12.19.2008

our own perfect christmas tree

Following Rogers family tradition, the day after Thanksgiving we trekked up to the beautiful Rocky Mountains to scout out our own perfect Christmas tree.  A snowstorm or even slick roads would have most certainly banned the excursion—our little ‘97 Honda Civic would not have made it far.  So we were giddy about the warm, snow-free day—just crossing our fingers that we would somehow fit the tree in our trunk.

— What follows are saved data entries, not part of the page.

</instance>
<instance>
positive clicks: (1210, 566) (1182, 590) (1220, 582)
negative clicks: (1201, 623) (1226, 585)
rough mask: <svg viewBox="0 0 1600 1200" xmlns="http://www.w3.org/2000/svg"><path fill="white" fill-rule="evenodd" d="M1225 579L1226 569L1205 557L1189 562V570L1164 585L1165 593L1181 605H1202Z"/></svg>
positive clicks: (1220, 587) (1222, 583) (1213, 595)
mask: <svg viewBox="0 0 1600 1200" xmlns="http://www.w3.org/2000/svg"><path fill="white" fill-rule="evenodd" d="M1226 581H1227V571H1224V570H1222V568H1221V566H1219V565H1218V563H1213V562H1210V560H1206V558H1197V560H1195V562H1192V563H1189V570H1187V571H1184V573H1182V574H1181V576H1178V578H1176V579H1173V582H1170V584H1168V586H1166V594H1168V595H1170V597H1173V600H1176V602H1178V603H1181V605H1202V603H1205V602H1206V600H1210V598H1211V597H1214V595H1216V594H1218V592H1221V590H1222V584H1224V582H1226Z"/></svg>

During the drive we reviewed what we deemed the “perfect” tree.  We had our choice among firs, spruces, pines, and junipers.  When we arrived in the cutting area, the sky was clean and the sun was just right, warming our cheeks.  We had needlessly bundled the boys and so abandoned some unnecessary layers before setting out.  Isaac and I couldn’t resist running ahead to scope out possibilities.  “That a good one!” I’d tease Isaac, pointing to a small, skimpy bush.  “Yeah, it is!” he’d nod, his indiscriminate childish eye making him oblivious to the joke.  He would recommend others of similar quality, for every tree in the forest was charming to him.  Lincoln, too, seemed caught up in our excitement, jabbering in baby talk and pointing to rocks, trees, sky, his little stuffed elephant scrunched protectively under his arm.

Reverberating in my mind was Jed and my first Christmas together in 2002, when we had ventured with his family west of Salt Lake in a snowy juniper grove.  We were the only ones there, and at the time I could see why.  Who would want this type of tree, I wondered, a bit put out by its untraditional spiky-smooth needles, gnarling trunk, milky blue berries, and pungent aroma.  My only familiarity with junipers were the spindly, scraggly, overgrown shrub varieties in front yards—nothing knew I about its rich history in the West.  These weren’t quite the same as the shrubs—they were at least trees—but still.  I was somewhat annoyed with my new husband for insisting on this type of tree, which was nothing like the stately, shapely pines in my home growing up. 

The tree we chose that day was certainly less-than-traditional: lanky and lop-sided and skimpy and—to some—perhaps even unsightly.  It was precariously propped in that first tiny apartment, scantily adorned with mostly homemade ornaments.  In fact, once when my little sister and niece were spending the night, it toppled on top of them, scaring them out of their wits! 

Today, the memory whisked wistfully back to me, with incisive fondness.  And I have learned a bit more about juniper trees since then, and why they have special meaning for Jed and his family.  Junipers grow abundantly along the Colorado Plateau, more than any other tree, and in these parts it is even named the Utah Juniper.  Many see it as a symbol of Deseret and the hardy pioneers who settled the land—thriving in a place no one would have conceived possible. And to the ancient native peoples who inhabited this land the juniper was essential to life.  Every part of the tree was used: the bark for mats, roofs, toys, sandals, and bedding; the berries and gum for food and medicine.  Its connection to Christmas, though, comes in the image of a Fremont mother tenderly swaddling her newborn child in juniper bark—rubbed very soft—and placed in a juniper cradle.

And for me, during the six interim years from that first Christmas with Jed, I now see the tree, in a way, as a symbol of what I admire in him: that he unabashedly shirks convention, how he is unafraid to be who he is, that he can unlock deeper meaning from the ordinary.  And he has this knack for discerning beauty everywhere, for what it is, not what we think it should be.

So I found myself—although flocked by the traditional and beautiful fir and pine—drawn instinctively to the lowly juniper.  And I knew it was what I wanted this year. 

How soon, however, we became dismayed at their scarcity.  I would finally spot a juniper from afar, race toward it, only to note the needles too dry, one side too skimpy.   The search continued.  They were so few.

At length I spotted a cluster of junipers at the base of a sloping hill.  With Isaac tuckered, Jed volunteered to stay with the boys while I scouted it out.  I loped toward them, inspecting each one.  But then.  I knew it was our tree the moment I saw it.  There she was, a sweet little blue-green juniper, slightly taller than me but lively and full and, well, perfect.  I called Jed and the boys down—that this was it!—and we encircled her.  For a moment we hesitated—she was in such a lovely spot in the forest, probably in a place where she received adequate water and plenty of sunshine.  And suddenly it seemed sad to take the tree away from this beautiful forest grove, where she was thriving, right where she was.  But we reasoned that the tree would now bring light and love and Christ into our home, and that we would in turn plant more trees.  We whispered a simple prayer of thanks for the life of this little tree, for all the trees of the forest, and the good, bounteous earth. 

She certainly wasn’t the largest tree removed from the forest that day.  It was rather easy for Jed to haul the tree himself, with one hand.  She easily fit into our trunk, just the top barely sticking out.  On our drive home we hummed Christmas hymns and shared our schemes for homemade gifts and plans to make this Christmas meaningful.

Later that night, in perfect silence, it snowed.